Cron Expression Generator & Analyzer
Build a cron expression with guided options, or paste one to get a plain-English explanation, the next run times and warnings about common mistakes.
Paste a cron expression to see what it means and when it runs next.
Common schedules
This schedule means
Next 5 run times
Field breakdown
Things to check
All analysis runs locally in your browser — your expressions are never sent to a server. Next-run times use your browser's local timezone; confirm the timezone of the server that will actually run the job.
What It Does
A cron expression is five fields — minute, hour, day-of-month, month and day-of-week — that tell a scheduler exactly when to run a job. The syntax is terse and easy to get wrong, especially the asterisks, step values and the surprising way day-of-month and day-of-week combine. This tool works in two directions. In Analyze mode you paste any cron expression (including @daily-style macros) and instantly get a clear English sentence describing it, the next five times it will fire in your local timezone, a field-by-field breakdown, and warnings for the traps that bite even experienced engineers. In Build mode you assemble an expression from guided dropdowns and common-schedule presets, watching the same live explanation update as you go — so you can be confident the schedule does what you intend before you paste it into a crontab.
When to Use It
- You found a cron line in a server's crontab or a CI config and need to know, in plain words, exactly when it runs before you touch it.

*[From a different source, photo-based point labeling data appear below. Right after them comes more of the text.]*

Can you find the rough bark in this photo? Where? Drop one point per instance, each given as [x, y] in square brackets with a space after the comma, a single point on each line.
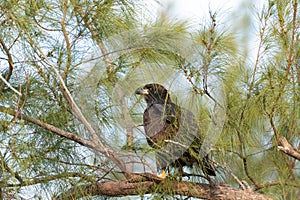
[146, 185]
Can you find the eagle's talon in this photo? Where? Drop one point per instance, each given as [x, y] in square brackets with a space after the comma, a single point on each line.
[163, 174]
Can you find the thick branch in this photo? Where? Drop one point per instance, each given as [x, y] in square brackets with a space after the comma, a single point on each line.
[287, 148]
[10, 62]
[87, 143]
[166, 187]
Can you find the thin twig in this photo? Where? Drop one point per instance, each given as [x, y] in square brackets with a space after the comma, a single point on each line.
[10, 86]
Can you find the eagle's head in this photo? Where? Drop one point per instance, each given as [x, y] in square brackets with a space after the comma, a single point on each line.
[154, 93]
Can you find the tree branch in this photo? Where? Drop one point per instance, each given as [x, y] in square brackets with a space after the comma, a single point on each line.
[287, 148]
[167, 187]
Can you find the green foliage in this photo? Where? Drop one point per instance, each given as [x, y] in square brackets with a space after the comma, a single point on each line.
[98, 46]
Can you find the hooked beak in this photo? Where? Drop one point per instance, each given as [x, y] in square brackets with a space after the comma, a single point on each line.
[142, 91]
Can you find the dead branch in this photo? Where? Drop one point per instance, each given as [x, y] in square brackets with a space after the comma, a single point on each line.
[147, 185]
[287, 148]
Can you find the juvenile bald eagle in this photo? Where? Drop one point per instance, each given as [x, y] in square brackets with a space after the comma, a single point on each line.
[172, 131]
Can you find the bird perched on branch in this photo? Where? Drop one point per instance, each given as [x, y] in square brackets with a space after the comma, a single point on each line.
[172, 131]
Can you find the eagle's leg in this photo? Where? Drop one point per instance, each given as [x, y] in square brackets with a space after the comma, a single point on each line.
[163, 173]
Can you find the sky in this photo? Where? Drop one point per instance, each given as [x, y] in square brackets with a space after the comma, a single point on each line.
[238, 16]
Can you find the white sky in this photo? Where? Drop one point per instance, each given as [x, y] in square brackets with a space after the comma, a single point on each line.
[231, 14]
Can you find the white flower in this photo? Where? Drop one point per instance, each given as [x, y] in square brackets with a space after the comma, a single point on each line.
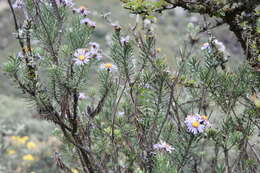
[121, 114]
[68, 3]
[163, 146]
[205, 46]
[108, 67]
[124, 40]
[94, 53]
[81, 56]
[18, 4]
[82, 96]
[196, 123]
[81, 10]
[94, 45]
[116, 26]
[88, 22]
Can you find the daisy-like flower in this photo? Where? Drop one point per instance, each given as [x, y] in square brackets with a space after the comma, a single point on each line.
[196, 123]
[94, 53]
[116, 26]
[108, 67]
[94, 45]
[68, 3]
[81, 10]
[163, 146]
[221, 47]
[88, 22]
[81, 56]
[205, 46]
[18, 4]
[124, 40]
[82, 96]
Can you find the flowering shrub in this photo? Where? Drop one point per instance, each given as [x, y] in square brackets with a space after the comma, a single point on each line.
[128, 112]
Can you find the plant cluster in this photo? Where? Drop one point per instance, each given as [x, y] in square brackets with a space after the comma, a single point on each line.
[128, 112]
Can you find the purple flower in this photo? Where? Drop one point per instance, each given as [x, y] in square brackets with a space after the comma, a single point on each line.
[81, 10]
[18, 4]
[196, 123]
[124, 40]
[88, 22]
[163, 146]
[82, 96]
[81, 56]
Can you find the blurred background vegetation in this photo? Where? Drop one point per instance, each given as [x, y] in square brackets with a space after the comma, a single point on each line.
[17, 118]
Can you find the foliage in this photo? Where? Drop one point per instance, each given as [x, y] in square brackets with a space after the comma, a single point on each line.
[140, 116]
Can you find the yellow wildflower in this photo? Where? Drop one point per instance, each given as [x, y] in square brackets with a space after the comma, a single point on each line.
[31, 145]
[11, 152]
[28, 157]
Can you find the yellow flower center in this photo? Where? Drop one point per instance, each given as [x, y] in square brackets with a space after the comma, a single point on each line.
[257, 103]
[28, 157]
[82, 8]
[195, 124]
[108, 65]
[204, 117]
[81, 57]
[11, 152]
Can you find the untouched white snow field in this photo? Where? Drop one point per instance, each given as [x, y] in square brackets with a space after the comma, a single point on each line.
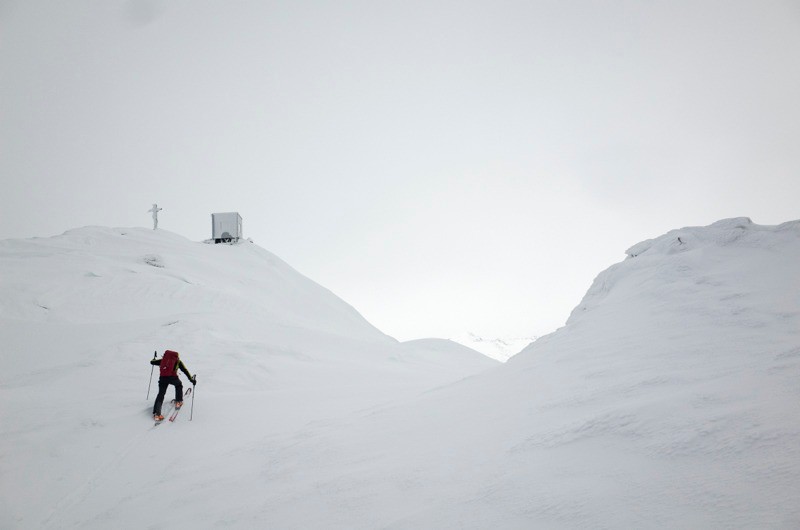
[80, 317]
[669, 400]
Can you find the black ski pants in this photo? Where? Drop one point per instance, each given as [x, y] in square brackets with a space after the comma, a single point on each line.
[163, 383]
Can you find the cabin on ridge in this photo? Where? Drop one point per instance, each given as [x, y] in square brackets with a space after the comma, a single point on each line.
[226, 227]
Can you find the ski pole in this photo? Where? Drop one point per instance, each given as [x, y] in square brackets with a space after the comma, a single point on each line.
[191, 411]
[151, 377]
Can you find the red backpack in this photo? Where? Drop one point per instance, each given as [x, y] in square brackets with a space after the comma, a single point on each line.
[169, 363]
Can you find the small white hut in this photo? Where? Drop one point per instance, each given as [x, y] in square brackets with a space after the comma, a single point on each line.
[226, 227]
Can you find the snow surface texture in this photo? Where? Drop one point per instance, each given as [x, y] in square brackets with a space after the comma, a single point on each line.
[668, 400]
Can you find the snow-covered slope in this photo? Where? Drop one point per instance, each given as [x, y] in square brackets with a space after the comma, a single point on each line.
[668, 400]
[80, 317]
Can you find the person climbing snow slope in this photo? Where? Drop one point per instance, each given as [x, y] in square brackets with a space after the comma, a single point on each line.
[169, 365]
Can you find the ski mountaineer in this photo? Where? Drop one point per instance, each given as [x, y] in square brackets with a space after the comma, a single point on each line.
[169, 364]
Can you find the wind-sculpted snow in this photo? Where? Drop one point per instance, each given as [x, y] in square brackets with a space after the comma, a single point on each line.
[667, 401]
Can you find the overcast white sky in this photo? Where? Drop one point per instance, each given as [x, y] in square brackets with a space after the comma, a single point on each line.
[444, 166]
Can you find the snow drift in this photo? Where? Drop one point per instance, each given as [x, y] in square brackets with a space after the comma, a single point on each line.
[668, 400]
[82, 313]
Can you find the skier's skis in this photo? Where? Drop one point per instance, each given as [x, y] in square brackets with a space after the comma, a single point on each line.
[177, 410]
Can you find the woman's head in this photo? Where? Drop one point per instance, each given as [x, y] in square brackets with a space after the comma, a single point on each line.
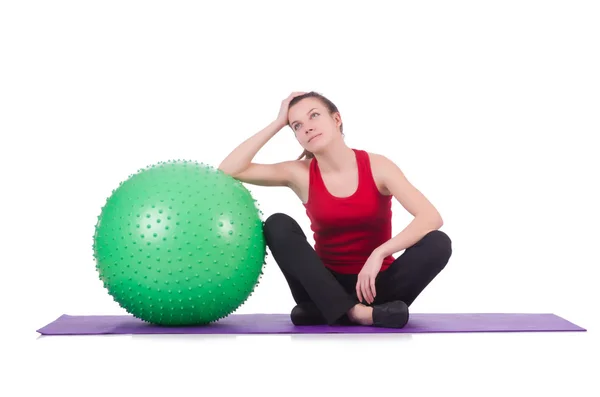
[315, 121]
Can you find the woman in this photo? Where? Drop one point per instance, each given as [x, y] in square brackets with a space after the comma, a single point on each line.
[350, 276]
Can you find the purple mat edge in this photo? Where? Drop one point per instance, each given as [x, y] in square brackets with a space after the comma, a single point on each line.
[279, 323]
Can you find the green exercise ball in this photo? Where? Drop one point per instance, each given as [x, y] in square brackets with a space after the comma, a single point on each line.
[180, 243]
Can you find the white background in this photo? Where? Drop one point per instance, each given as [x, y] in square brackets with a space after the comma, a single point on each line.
[490, 109]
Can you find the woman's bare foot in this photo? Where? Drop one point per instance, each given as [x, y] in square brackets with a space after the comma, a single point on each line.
[361, 314]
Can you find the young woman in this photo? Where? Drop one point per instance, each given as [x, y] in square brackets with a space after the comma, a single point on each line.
[351, 275]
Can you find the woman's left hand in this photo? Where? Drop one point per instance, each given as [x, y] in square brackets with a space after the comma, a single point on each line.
[365, 285]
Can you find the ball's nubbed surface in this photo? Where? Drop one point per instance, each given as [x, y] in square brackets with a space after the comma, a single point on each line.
[180, 243]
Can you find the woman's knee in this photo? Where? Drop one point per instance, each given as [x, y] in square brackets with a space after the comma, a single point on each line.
[439, 245]
[278, 225]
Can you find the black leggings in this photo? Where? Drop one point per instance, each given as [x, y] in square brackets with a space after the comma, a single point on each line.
[335, 293]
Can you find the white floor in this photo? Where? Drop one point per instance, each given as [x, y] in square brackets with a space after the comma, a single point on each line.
[475, 364]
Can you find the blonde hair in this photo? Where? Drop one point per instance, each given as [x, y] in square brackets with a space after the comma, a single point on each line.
[331, 108]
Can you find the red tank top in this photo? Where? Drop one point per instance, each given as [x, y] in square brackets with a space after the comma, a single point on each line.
[347, 230]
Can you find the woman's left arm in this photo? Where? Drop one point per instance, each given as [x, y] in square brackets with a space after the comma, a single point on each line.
[426, 216]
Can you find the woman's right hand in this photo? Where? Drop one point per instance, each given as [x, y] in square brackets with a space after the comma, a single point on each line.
[285, 107]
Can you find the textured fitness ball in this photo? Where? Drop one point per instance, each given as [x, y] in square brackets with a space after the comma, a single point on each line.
[180, 243]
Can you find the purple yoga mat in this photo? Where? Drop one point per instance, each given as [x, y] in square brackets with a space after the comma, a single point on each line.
[281, 324]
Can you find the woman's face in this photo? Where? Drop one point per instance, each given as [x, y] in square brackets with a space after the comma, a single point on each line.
[312, 124]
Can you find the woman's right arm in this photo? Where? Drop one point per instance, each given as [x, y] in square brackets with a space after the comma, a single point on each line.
[239, 163]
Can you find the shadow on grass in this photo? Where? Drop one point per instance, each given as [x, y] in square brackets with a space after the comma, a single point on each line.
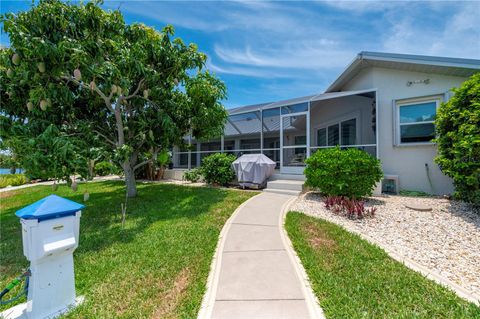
[101, 224]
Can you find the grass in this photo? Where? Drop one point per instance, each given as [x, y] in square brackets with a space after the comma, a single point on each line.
[355, 279]
[12, 180]
[156, 267]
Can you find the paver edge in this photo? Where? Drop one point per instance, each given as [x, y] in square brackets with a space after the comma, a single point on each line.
[311, 299]
[208, 300]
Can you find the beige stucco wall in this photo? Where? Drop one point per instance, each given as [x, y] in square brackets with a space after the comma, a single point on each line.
[406, 161]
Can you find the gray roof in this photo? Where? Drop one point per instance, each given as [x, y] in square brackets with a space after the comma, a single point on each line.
[419, 63]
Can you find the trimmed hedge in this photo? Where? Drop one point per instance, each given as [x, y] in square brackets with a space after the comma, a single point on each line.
[349, 172]
[217, 169]
[458, 139]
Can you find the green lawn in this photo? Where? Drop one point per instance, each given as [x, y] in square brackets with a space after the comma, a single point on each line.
[156, 267]
[12, 180]
[354, 279]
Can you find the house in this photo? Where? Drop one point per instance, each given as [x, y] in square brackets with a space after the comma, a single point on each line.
[382, 103]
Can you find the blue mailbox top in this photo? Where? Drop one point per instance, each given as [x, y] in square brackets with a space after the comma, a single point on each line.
[50, 207]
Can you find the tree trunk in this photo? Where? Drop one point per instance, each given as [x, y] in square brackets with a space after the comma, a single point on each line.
[130, 180]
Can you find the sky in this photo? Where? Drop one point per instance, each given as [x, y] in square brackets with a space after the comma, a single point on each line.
[269, 51]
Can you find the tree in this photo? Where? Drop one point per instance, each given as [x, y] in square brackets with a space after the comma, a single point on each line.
[458, 138]
[85, 71]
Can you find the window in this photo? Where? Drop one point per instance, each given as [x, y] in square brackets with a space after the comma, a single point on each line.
[416, 121]
[322, 137]
[340, 133]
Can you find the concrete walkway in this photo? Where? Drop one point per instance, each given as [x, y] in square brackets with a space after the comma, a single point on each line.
[255, 273]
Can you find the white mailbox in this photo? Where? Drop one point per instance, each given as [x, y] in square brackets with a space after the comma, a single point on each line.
[50, 229]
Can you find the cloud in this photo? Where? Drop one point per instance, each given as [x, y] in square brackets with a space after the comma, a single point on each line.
[458, 35]
[306, 55]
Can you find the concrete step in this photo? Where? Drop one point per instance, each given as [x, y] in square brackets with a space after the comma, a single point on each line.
[291, 185]
[282, 191]
[294, 177]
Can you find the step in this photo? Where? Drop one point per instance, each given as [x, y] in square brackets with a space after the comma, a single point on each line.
[282, 191]
[279, 176]
[286, 184]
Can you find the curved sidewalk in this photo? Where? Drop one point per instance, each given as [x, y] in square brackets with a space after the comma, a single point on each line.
[255, 273]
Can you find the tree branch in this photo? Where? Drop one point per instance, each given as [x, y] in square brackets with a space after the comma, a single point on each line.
[139, 86]
[106, 138]
[96, 89]
[141, 164]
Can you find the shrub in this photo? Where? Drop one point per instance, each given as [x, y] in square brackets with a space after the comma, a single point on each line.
[105, 168]
[349, 173]
[217, 168]
[193, 175]
[458, 138]
[352, 208]
[12, 180]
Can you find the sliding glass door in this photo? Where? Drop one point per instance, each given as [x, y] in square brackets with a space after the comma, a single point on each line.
[293, 140]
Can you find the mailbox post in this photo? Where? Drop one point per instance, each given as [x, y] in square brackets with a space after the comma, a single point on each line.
[50, 232]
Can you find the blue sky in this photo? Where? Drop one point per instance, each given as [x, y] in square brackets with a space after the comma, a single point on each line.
[268, 51]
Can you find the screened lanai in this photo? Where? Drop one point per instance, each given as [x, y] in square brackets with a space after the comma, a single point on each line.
[290, 131]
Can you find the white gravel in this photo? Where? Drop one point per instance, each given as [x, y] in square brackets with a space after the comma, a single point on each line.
[445, 240]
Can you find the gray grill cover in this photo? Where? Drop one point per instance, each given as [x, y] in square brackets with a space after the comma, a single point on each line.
[253, 169]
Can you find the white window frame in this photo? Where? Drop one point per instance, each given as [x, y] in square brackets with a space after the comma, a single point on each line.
[437, 99]
[337, 121]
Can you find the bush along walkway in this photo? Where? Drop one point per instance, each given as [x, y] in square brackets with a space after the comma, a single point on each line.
[255, 273]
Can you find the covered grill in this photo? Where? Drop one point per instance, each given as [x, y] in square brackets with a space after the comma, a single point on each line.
[253, 170]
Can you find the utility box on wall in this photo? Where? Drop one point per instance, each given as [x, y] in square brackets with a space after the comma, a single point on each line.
[50, 234]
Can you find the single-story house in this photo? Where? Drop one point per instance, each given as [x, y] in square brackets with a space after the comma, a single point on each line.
[382, 103]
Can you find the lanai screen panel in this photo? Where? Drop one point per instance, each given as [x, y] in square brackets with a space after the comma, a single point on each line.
[243, 132]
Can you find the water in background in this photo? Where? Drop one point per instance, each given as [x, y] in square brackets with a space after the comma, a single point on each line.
[4, 171]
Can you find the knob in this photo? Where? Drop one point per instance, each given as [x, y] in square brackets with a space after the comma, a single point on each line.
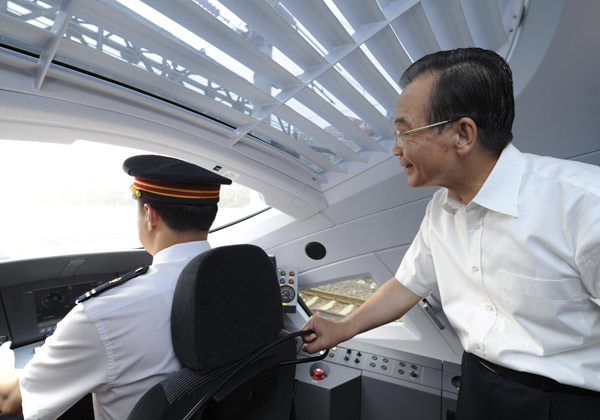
[318, 374]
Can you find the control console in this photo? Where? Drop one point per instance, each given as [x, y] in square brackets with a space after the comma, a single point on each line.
[288, 285]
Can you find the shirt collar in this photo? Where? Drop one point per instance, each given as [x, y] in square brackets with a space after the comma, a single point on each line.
[181, 251]
[500, 191]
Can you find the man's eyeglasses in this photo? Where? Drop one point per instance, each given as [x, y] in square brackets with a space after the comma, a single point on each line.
[398, 134]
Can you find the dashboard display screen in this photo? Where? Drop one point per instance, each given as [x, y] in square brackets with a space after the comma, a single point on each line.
[52, 304]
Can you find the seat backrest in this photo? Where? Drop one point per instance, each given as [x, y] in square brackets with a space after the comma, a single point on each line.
[226, 306]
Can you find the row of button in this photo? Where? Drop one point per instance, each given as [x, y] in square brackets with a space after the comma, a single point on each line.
[283, 275]
[375, 363]
[48, 329]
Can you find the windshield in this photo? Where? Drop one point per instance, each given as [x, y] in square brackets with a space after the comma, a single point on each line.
[75, 198]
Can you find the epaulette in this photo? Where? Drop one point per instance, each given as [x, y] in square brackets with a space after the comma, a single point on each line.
[113, 283]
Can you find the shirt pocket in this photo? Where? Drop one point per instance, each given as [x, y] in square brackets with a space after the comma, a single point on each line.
[514, 285]
[548, 311]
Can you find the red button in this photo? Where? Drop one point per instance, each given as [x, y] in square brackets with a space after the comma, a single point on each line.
[318, 374]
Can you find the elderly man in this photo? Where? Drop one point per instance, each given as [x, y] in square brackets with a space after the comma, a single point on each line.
[512, 240]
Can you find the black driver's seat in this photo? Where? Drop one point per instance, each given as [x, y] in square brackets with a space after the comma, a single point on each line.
[226, 326]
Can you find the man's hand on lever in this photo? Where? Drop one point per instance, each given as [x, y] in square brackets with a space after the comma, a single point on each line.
[326, 334]
[390, 302]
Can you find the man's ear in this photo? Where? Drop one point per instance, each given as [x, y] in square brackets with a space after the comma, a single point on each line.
[466, 138]
[152, 217]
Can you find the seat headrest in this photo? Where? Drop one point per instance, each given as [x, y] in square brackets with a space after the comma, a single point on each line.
[226, 304]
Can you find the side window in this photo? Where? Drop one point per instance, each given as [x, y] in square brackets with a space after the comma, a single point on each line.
[75, 198]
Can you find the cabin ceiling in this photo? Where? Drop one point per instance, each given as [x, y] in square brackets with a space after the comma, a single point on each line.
[291, 97]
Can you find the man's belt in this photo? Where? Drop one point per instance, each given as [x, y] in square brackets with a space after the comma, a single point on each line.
[536, 381]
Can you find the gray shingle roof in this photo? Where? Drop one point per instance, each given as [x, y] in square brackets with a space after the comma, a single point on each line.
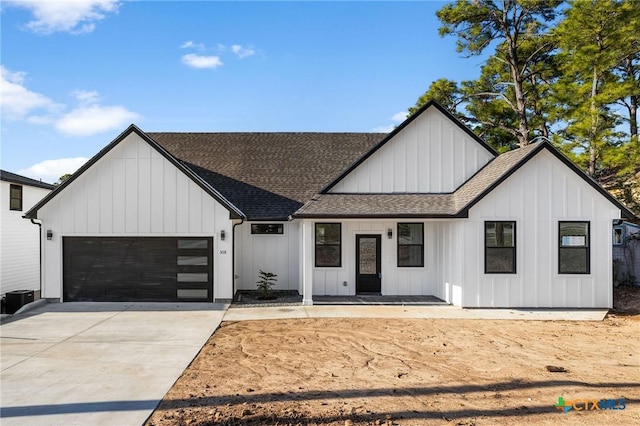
[419, 205]
[12, 177]
[267, 175]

- You are setting up a new scheduled job — a backup, a report, a cleanup task — and want to build the expression visually instead of guessing at the field order.
- A job is firing more or less often than expected and you need to verify the schedule and see its actual next run times.
- You suspect the classic day-of-month plus day-of-week mistake and want a tool that explicitly warns when the OR rule applies.
Worked Examples
0 9 * * 1-5
The everyday business schedule: at 09:00, Monday through Friday. Note the day-of-week range 1-5 covers Monday to Friday, and the asterisks leave day-of-month and month open.
*/15 * * * *
A step value in the minute field: every 15 minutes, around the clock. The */15 expands to minutes 0, 15, 30 and 45 of every hour.
0 0 13 * 5
The famous trap. This does NOT mean 'Friday the 13th'. Because both day-of-month (13) and day-of-week (5 = Friday) are set, cron runs on the 13th OR on any Friday. The analyzer flags this OR behaviour.
@daily
A macro. It expands to 0 0 * * * — once a day at midnight. The tool shows the expansion alongside the description.
Features
How to Use
Analyze: paste a cron expression into the input and read the plain-English description, next run times and any warnings below. Build: switch to the Build tab, pick values from the dropdowns or click a common-schedule preset, then copy the generated expression. The live explanation updates as you change fields.
Common Mistakes
- Assuming day-of-month and day-of-week combine with AND. They combine with OR when both are set — 0 0 13 * 5 fires on the 13th OR any Friday, not only on Friday the 13th.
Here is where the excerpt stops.